Les rangs des contestataires qui se réunissent chaque vendredi depuis le mois de février se sont étoffés depuis l’annonce de ce projet de loi qui, d’après Mohamed Arkab, le ministre de l’Energie, vise à « améliorer les conditions d’investissement, dans les domaines juridique, institutionnel et fiscal afin d’encourager et renforcer le partenariat avec les entreprises étrangères ».

Si le texte, dont le contenu s’avère trés technique, ne peut être compris par le commun des mortels, il est dénoncé par un certain nombre d’experts qui ont la confiance de la rue. « Je n’ai pas lu cette loi, mais selon les experts elle est contre les l’interêt du pays » a expliqué le jeune Ahmid, à nos confrères de l’AFP. Ces propos sont appuyés par Soumeya, une étudiante en biologie de 21 ans qui, sans avoir lu le texte, affirme que “cette loi vend aux étrangers les richesses algériennes“.

Le 5 novembre, dans un hémicycle dont un grand nombre de sièges sont restés vides, les députés on commencé l’examen du texte. Devant le bâtiment, plusieurs milliers de contestataires ont forcé les barrages policiers pour tenter de bloquer les rues permettant d’accéder à l’assemblé populaire nationale, en scandant des slogans tels que « “Loi Hydrocarbures, à la poubelle!”, “Vous avez vendu le pays, traîtres » …

Le projet de loi sur les hydrocarbures a été conçu pour assouplir le cadre fiscal et juridique, accusé de faire fuir les entreprises étrangères du secteur. Les recettes issues de l’exportation de gaz et de pétrole, qui contribuent à hauteur de 60% du budget de l’Algérie, sont en baisse constante depuis plus d’une décennie. En 2005, le pays produisait 1,4 million de barils de pétrole par jour contre environ un million aujourd’hui. Dans le même temps, la consommation nationale d’hydrocarbures connaît une forte augmentation ce qui limite les quantités destinées à l’exportation de ces ressources, qui représentent 95% des recettes extérieures du pays.
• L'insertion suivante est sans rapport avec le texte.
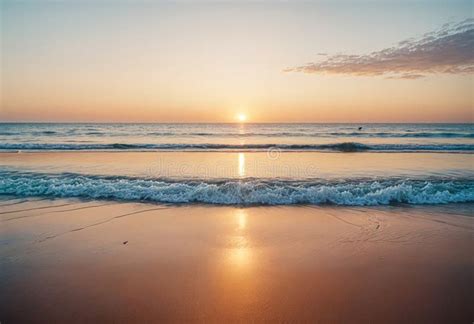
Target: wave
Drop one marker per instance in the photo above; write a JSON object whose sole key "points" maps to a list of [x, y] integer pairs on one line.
{"points": [[240, 192], [338, 147], [304, 133]]}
La réduction de la production et de l’exportation d’hydrocarbures est l’une des principales causes de la crise économique qui frappe le pays depuis plusieurs années. Pour le gouvernement, il convient donc d’assouplir le cadre juridique et fiscal afin de permettre aux multinationales du secteur de rechercher et d’exploiter de nouveaux gisements. 

Pour ses opposants, le projet de loi 2020 sur les hydrocarbures pourrait aggraver la crise en enrichissant les entreprises étrangères au détriment de l’économie nationale. Les plus farouches considèrent même que l’actuel gouvernement ne détient pas la légitimité pour prendre de telles décisions. En effet, entre la fin du régime Bouteflika et le scrutin présidentiel du 12 décembre, le pays est gouverné par Albdekader Bensalah, nommé chef de l’Etat par intérim par l’armée. Pour un partie des algériens, ce dernier devrait se contenter de régler les affaires courantes et d’organiser les élections prédientielles.